Scientific Reports (Dec 2022)

Crash severity analysis and risk factors identification based on an alternate data source: a case study of developing country

  • Hanif Bhuiyan,
  • Jinat Ara,
  • Khan Md. Hasib,
  • Md Imran Hossain Sourav,
  • Faria Benta Karim,
  • Cecilia Sik-Lanyi,
  • Guido Governatori,
  • Andry Rakotonirainy,
  • Shamsunnahar Yasmin

DOI
https://doi.org/10.1038/s41598-022-25361-5
Journal volume & issue
Vol. 12, no. 1
pp. 1 – 22

Abstract

Read online

Abstract Road traffic injuries are one of the primary reasons for death, especially in developing countries like Bangladesh. Safety in land transport is one of the major concerns for road safety authorities and other policymakers. For this reason, contributory factors identification associated with crashes is necessary for reducing road crashes and ensuring transportation safety. This paper presents an analytical approach to identifying significant contributing factors of Bangladesh road crashes by evaluating the road crash data, considering three different severity levels (non-fetal, severe, and extremely severe). Generally, official crash databases are compiled from police-reported crash records.
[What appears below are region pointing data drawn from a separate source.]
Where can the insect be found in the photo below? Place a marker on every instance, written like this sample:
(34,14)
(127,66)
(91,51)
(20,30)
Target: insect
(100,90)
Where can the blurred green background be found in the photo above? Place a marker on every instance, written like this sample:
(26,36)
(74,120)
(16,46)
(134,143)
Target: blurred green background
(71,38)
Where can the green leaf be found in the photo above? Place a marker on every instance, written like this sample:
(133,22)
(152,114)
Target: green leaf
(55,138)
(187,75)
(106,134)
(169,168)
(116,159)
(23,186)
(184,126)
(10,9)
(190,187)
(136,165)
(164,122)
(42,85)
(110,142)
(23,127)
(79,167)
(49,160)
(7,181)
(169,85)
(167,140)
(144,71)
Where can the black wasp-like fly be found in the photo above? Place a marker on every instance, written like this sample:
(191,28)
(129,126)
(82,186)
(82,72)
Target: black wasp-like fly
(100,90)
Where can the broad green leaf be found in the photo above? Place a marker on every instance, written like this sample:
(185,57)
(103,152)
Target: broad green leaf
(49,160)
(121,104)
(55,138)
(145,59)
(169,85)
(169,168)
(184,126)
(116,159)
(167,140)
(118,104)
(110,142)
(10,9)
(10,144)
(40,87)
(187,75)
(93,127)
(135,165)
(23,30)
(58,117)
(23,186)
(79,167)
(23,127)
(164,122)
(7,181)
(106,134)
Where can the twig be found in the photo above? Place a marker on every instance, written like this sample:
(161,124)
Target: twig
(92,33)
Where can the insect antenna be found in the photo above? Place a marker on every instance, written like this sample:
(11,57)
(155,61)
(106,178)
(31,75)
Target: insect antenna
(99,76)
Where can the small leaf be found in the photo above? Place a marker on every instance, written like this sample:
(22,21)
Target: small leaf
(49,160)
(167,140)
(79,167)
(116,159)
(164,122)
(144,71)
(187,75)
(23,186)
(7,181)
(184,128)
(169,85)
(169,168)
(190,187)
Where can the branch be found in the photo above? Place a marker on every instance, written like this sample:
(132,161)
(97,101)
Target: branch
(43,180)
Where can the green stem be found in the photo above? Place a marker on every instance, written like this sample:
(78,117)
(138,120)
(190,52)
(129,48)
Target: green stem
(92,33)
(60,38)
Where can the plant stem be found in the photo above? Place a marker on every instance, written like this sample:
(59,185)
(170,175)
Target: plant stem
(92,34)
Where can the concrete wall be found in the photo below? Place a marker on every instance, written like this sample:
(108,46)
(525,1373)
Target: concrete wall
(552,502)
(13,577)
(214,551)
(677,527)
Though the official datasets are focusing on compiling a wide array of attributes, an assorted number of unreported issues can be observed that demands an alternative source of crash data. Therefore, this proposed approach considers compiling crash data from newspapers in Bangladesh which could be complimentary to the official crash database. To conduct the analysis, first, we filtered the useful features from compiled crash data using three popular feature selection techniques: chi-square, Two-way ANOVA, and Regression analysis. Then, we employed three machine learning classifiers: Decision Tree, Random Forest, and Naïve Bayes over the extracted features. A confusion matrix was considered to evaluate the proposed model, including classification accuracy, sensitivity, and specificity. The predictive machine learning model, namely, Random Forest using Label Encoder with chi-square and Two-way ANOVA feature selection process, seems the best option for crash severity prediction that provides high prediction accuracy. The resulting model highlights nine out of fourteen independent features as responsible factors. Significant features associated with crash severities include driver characteristics (gender, license type, seat belts), vehicle characteristics (vehicle type), road characteristics (road surface type, road classification), environmental conditions (day of crash occurred, time of crash), and injury localization. This outcome may contribute to improving traffic safety of Bangladesh.